Due to this overcrowding, the distinction between home and street was blurred; Girangaon residents spent more of their time on the street than in the home. There was great participation in communal festivals like Moharram, Ganesh Chaturthi and Gokulashtami. Local shop keepers and mill owners were often coerced into contributing to such festivals, and adjoining localities competed with each other in the grandness of their contributions. The local liquor shop or gymnasium was a common meeting place. The workers of Girangaon patronized arts like poetry, theatre and dance (tamasha). Several notable actors first found fame here.
At their peak in 1980, the mills employed 300,000 workers. Indian cinema of the 1980s and 1990s frequently drew themes from the life of the mill workers.
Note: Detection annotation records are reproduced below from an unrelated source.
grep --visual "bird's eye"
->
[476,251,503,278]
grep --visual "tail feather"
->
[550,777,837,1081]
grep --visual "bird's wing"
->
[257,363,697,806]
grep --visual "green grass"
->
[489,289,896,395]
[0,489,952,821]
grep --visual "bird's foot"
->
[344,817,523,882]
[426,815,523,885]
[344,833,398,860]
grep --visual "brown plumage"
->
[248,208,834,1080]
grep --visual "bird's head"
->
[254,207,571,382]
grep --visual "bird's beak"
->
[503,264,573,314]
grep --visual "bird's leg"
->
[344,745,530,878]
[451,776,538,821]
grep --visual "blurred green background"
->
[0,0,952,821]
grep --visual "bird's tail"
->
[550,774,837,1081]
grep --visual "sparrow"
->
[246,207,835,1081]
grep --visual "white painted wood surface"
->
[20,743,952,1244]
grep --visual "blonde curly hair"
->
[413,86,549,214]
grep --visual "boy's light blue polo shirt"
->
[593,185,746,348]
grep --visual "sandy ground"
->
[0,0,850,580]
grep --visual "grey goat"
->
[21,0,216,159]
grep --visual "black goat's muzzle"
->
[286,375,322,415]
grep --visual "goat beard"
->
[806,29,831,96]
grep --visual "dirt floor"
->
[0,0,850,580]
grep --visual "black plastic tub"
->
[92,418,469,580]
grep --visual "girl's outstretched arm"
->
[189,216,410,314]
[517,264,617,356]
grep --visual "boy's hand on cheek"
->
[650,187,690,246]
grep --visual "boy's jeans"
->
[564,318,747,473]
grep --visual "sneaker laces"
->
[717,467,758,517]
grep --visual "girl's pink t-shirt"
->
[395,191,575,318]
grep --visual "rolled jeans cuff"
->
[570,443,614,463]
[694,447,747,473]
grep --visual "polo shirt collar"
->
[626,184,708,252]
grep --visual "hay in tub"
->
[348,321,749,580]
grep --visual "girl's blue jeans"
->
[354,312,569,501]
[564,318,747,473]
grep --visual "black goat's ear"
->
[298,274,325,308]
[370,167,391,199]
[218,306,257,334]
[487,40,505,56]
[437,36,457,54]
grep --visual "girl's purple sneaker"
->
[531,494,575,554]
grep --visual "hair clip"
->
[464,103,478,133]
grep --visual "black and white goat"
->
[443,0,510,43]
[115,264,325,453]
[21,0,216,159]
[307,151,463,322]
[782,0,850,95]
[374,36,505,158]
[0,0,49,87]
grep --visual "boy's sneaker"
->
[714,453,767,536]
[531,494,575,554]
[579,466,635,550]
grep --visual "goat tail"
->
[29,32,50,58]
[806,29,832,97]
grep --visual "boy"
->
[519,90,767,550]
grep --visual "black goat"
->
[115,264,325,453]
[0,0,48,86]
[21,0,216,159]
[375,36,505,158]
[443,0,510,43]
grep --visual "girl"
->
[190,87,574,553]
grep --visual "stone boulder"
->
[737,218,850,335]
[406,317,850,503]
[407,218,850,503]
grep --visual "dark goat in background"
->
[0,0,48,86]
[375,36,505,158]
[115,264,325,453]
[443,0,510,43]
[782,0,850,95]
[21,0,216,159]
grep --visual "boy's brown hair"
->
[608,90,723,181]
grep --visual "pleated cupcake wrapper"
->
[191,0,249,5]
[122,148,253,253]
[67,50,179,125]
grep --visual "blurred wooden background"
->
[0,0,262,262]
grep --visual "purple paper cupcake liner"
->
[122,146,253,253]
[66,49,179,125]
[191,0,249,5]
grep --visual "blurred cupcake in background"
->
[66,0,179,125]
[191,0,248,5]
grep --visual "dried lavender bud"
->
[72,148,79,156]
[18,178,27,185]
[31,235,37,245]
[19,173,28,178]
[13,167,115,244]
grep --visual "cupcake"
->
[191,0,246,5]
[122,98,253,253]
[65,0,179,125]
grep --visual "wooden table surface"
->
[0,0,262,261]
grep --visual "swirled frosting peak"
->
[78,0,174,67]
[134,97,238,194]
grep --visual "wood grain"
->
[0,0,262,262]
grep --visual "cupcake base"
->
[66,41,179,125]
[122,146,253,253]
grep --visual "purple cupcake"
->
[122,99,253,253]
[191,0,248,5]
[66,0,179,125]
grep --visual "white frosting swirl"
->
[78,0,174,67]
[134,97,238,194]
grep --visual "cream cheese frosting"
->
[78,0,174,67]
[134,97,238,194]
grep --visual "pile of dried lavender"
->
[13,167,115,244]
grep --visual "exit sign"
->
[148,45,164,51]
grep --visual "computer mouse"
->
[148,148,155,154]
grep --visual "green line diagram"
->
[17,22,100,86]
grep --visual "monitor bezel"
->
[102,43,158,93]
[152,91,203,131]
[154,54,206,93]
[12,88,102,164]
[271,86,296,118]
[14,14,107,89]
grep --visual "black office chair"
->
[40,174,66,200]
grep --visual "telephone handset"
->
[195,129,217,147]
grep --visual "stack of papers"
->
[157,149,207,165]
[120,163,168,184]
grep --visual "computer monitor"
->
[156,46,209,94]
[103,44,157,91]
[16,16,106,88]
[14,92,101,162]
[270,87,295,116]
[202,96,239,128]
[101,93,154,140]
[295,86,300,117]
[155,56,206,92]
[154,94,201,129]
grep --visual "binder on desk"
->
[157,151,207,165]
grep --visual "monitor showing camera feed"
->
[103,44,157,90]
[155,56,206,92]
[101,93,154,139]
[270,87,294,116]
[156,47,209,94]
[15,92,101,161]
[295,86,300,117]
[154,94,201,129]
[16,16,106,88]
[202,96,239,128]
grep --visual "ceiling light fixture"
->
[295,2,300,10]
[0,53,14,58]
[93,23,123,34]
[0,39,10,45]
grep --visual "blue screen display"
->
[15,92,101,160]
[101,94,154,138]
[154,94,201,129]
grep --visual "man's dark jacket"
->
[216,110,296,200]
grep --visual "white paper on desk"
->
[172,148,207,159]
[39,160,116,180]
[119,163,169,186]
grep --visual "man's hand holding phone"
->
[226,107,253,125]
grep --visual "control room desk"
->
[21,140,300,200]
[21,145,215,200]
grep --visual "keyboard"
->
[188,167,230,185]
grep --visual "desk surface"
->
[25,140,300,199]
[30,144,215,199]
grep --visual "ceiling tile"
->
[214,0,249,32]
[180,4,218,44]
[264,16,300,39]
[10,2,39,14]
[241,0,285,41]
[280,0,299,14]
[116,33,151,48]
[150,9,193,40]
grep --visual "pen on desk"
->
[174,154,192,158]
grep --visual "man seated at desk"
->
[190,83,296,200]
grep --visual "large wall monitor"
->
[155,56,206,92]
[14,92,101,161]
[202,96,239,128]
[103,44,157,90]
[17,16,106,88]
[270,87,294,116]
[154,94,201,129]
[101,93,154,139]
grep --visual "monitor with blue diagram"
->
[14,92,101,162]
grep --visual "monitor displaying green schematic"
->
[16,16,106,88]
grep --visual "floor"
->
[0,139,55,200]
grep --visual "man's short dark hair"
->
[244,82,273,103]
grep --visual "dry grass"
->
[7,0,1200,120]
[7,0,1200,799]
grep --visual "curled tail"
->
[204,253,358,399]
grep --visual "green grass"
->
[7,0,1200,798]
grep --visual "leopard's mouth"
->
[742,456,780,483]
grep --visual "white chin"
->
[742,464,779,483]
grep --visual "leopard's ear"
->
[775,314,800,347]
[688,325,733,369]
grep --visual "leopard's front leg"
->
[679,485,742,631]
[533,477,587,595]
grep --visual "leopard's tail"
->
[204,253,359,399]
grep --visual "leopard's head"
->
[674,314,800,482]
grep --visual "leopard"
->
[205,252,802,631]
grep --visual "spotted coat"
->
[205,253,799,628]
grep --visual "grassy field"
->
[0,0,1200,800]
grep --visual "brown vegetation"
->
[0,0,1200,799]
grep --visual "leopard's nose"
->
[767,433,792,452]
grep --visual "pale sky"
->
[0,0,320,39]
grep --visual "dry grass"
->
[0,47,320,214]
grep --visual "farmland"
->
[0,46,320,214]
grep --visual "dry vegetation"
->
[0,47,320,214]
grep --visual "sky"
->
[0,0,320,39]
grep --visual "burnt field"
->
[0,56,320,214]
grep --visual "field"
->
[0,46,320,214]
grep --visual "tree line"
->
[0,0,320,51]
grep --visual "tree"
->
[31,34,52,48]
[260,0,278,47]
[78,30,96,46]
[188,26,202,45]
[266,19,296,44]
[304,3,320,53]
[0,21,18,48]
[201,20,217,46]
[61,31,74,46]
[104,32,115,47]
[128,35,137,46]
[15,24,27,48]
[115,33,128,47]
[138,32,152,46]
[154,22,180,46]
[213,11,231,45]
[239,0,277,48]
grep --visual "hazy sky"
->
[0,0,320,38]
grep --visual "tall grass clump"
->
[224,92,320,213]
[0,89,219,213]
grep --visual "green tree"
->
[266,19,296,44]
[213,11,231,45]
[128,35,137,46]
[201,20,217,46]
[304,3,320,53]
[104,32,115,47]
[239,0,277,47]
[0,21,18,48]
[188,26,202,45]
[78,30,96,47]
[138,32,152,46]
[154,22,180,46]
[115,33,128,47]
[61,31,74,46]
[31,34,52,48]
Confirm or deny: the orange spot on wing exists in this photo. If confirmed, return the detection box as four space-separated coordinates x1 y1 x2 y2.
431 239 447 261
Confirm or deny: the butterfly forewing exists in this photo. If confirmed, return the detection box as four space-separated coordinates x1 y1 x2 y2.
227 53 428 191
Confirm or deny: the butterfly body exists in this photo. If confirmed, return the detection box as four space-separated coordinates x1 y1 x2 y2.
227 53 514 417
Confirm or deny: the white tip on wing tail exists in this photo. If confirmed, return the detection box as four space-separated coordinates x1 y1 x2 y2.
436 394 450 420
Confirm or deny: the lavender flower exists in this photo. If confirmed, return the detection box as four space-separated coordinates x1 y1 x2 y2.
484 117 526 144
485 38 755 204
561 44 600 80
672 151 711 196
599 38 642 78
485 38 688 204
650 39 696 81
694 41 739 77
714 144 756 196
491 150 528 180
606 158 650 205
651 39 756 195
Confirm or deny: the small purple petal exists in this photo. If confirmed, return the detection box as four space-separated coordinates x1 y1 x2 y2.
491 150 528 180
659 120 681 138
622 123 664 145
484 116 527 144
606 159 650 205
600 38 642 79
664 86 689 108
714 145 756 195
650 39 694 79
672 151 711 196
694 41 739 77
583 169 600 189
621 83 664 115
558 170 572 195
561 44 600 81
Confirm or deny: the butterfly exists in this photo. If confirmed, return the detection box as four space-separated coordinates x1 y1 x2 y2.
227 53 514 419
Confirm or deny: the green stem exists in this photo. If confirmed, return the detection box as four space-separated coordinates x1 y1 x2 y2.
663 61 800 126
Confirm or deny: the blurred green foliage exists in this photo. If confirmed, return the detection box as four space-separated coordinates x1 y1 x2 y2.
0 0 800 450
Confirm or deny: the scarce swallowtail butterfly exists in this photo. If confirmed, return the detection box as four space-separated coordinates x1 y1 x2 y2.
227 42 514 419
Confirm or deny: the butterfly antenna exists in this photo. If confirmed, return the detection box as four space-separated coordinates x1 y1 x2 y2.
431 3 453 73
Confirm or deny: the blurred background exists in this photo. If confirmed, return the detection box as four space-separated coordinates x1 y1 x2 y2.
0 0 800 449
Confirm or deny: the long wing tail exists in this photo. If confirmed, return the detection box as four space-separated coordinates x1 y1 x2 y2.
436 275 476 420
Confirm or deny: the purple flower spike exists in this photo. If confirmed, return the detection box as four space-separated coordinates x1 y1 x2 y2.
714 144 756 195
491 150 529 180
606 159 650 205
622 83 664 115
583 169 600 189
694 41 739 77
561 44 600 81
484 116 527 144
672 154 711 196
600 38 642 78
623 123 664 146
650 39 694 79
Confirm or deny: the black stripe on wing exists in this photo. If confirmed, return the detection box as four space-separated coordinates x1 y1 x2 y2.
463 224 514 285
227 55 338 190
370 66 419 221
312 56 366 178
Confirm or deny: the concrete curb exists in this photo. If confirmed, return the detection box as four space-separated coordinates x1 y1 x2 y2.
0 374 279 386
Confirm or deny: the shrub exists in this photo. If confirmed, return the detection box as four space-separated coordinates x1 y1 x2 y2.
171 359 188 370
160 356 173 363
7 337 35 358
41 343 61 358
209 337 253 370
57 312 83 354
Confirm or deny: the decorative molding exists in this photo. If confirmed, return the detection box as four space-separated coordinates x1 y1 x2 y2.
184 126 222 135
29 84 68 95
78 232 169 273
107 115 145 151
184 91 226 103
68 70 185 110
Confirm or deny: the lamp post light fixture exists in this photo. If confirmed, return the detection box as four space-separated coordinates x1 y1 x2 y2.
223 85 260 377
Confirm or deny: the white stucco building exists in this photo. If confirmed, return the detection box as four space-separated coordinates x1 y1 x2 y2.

However, the mills were permanently closed after the Great Bombay Textile Strike of 1982, which went on for 18 months at many mills and triggered the end of the struggling industry, with most of the mills being shut down after the strike. By 2007, only 25,000 people worked in the few remaining mills.
In recent years, the mills have been extensively redeveloped, many becoming malls and discothèques. The Kohinoor Mills in Dadar were bought for ₹4.21 billion (US$53 million) by Matoshree Realtors and Kohinoor Consolidated Transport Network Ltd., companies which were floated by Raj Thackeray and Manohar Joshi respectively. Phoenix mills, Parel was converted into a "luxury mall".
In 2005, the government-owned National Textile Corporation auctioned five mills, covering 600 acres, for ₹20.2 billion (US$250 million). In February 2009, the NTC decided to auction another nine mills, covering an area of 90 acres, for about ₹40 billion (US$500 million). The Shrinivas Mills of Lalbaug, covering 16 acres, are being redeveloped into World One – Asia's tallest residential building.
There are conservation efforts underway to preserve the old mills as museums. Such a museum was opened at the United Mills in Lalbaug. A popular play, Cotten 54, Polyester 64, has been written, based on Neera Adarkar and Meena Menon's book, One hundred years, One hundred voices. The Millworkers of Girangaon: An Oral History. A festival was organized by an NGO Pukar to celebrate the culture and people of Girangaon in November 2008. Seven mill structures were granted heritage protection status by the Government of Maharashtra.
The 2010 film City of Gold, directed by Mahesh Manjrekar, explores the lives of jobless Girangaon mill workers in the 1980s.